Feminist and queer scholars of rhetoric have embraced the power of archives. Certainly we may learn a good deal about the history of rhetoric, gender, and sexuality through archival research. Yet archives do not function simply as neutral repositories of information. Archives themselves are rhetorical constructions, orienting users to view the past in ways that reinforce and/or challenge sexism, heteronormativity, transphobia, and their intersections with other systems of power. Archives are also activated through historiographic and creative interventions, which may transgress those same systems of power.
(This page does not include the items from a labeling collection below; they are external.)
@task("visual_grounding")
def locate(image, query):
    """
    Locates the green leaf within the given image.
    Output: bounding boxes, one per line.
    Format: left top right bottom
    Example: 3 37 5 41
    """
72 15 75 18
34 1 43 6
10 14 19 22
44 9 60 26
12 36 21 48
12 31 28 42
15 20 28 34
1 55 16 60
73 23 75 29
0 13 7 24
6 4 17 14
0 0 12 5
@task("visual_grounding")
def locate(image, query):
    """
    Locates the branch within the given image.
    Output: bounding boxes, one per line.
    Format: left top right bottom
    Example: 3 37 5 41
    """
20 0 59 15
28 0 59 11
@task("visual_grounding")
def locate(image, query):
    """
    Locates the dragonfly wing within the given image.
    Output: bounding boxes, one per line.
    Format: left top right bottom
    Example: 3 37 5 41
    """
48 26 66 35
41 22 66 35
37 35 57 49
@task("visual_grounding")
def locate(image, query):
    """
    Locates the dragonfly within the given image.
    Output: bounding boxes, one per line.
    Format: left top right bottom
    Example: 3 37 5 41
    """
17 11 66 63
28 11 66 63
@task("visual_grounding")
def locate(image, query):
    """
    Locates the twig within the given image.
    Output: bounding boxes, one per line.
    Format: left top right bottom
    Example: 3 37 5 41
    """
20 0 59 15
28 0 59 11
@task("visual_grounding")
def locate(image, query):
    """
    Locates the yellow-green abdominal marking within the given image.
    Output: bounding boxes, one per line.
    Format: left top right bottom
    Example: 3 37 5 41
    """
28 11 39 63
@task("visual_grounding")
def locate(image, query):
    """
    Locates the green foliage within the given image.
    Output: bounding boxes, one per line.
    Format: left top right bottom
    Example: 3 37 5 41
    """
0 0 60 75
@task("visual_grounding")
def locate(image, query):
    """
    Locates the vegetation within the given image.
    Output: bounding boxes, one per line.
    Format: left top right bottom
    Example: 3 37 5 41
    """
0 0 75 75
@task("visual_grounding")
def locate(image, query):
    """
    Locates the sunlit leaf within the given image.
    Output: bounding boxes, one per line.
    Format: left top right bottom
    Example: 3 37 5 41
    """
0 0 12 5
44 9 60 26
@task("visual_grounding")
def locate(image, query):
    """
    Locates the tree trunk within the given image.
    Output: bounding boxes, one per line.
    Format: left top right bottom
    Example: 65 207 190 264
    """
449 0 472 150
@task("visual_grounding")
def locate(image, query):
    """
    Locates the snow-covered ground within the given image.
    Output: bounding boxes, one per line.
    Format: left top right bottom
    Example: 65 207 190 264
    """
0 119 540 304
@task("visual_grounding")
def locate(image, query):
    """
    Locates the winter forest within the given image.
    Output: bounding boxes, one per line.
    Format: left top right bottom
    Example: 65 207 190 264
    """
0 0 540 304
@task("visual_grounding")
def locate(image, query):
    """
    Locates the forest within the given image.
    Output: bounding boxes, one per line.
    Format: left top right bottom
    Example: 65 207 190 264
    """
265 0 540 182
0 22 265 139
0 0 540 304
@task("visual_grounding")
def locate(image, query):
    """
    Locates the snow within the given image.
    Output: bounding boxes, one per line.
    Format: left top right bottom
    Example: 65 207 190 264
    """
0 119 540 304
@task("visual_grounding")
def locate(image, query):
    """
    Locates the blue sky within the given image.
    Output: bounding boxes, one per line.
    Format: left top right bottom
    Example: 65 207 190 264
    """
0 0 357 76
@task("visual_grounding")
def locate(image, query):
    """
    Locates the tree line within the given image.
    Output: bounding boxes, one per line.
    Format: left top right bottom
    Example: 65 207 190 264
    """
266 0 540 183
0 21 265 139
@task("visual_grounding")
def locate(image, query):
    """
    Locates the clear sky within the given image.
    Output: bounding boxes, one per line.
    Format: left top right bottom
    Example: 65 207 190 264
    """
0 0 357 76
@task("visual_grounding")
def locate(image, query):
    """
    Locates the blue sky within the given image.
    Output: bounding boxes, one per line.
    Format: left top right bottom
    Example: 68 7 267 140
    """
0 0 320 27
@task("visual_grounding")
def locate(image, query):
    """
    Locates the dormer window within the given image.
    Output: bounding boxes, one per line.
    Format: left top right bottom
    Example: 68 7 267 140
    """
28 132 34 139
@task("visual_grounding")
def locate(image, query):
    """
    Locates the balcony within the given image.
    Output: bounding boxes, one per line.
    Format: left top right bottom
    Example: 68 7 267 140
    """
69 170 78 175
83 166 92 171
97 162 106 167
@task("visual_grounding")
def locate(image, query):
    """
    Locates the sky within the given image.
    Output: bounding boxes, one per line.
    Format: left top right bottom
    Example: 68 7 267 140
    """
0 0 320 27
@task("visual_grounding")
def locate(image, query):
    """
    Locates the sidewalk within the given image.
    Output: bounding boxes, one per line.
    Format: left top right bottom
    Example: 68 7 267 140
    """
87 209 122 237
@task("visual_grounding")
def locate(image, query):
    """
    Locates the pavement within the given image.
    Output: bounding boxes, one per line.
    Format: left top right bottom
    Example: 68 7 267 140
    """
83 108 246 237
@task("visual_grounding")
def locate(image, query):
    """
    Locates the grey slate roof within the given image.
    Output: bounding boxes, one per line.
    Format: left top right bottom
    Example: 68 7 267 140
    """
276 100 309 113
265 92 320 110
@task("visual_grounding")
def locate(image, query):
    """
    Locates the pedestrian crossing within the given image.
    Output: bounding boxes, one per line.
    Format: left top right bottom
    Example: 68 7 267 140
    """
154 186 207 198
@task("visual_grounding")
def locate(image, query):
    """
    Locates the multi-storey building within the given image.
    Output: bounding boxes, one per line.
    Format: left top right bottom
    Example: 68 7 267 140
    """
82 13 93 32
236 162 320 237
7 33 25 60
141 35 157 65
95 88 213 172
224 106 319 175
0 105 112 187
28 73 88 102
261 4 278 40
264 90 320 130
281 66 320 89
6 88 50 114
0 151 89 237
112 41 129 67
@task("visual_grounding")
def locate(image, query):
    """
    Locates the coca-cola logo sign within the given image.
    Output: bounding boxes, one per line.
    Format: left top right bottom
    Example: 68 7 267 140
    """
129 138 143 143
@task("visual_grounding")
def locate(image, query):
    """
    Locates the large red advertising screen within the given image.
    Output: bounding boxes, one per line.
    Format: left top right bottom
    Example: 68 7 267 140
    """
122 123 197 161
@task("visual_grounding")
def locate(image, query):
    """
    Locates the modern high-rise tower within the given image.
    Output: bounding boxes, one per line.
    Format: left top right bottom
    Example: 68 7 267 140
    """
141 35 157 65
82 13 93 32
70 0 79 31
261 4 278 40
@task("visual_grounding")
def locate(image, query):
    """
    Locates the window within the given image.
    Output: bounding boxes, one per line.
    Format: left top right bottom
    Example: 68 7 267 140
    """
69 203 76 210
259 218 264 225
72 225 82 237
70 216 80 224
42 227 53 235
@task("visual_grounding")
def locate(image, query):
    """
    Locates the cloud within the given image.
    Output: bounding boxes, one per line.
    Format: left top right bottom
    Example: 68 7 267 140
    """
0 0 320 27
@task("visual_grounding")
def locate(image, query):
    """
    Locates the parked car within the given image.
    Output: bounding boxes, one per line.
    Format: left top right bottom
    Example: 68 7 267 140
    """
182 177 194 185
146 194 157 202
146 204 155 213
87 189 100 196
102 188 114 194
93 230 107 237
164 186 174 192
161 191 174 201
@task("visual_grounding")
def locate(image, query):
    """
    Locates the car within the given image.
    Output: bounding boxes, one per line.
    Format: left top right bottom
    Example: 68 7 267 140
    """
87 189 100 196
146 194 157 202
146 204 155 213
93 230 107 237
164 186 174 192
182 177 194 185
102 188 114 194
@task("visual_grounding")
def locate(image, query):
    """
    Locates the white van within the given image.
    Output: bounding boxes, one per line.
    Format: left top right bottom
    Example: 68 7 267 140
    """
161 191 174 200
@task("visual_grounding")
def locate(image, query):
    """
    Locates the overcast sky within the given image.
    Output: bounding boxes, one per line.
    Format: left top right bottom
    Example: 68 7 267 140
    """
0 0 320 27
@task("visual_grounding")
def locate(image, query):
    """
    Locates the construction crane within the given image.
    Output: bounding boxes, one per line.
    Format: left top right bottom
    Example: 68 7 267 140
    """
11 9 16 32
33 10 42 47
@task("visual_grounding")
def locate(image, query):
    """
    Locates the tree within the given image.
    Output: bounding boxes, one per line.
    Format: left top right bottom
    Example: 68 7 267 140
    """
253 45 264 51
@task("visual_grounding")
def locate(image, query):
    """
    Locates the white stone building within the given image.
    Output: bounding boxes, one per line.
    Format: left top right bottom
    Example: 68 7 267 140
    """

To explore this power of archives, we will read about and practice archival methods, including with guidance from the archivists in Penn State’s Special Collections Library. We will engage with archival scholarship from across rhetorical studies as well as archival studies and interdisciplinary women’s, gender, and sexuality studies. These scholarly conversations attend to brick-and-mortar archives and digital formations. They enact imaginative, creative, and pedagogical engagements with archives. They take up, theorize, and demonstrate a range of feminist and queer methodologies for uncovering and intervening in the power of archives.
Informed by and contributing to these scholarly conversations, each seminar participant will propose and carry out an original archival project related to his/her/hir/their area of specialization within rhetoric, gender, and/or sexuality studies. Our attention to both theory and methods will thus prepare you to conduct archival research while reflecting critically and creatively on the archive’s power to inform gender and sexuality.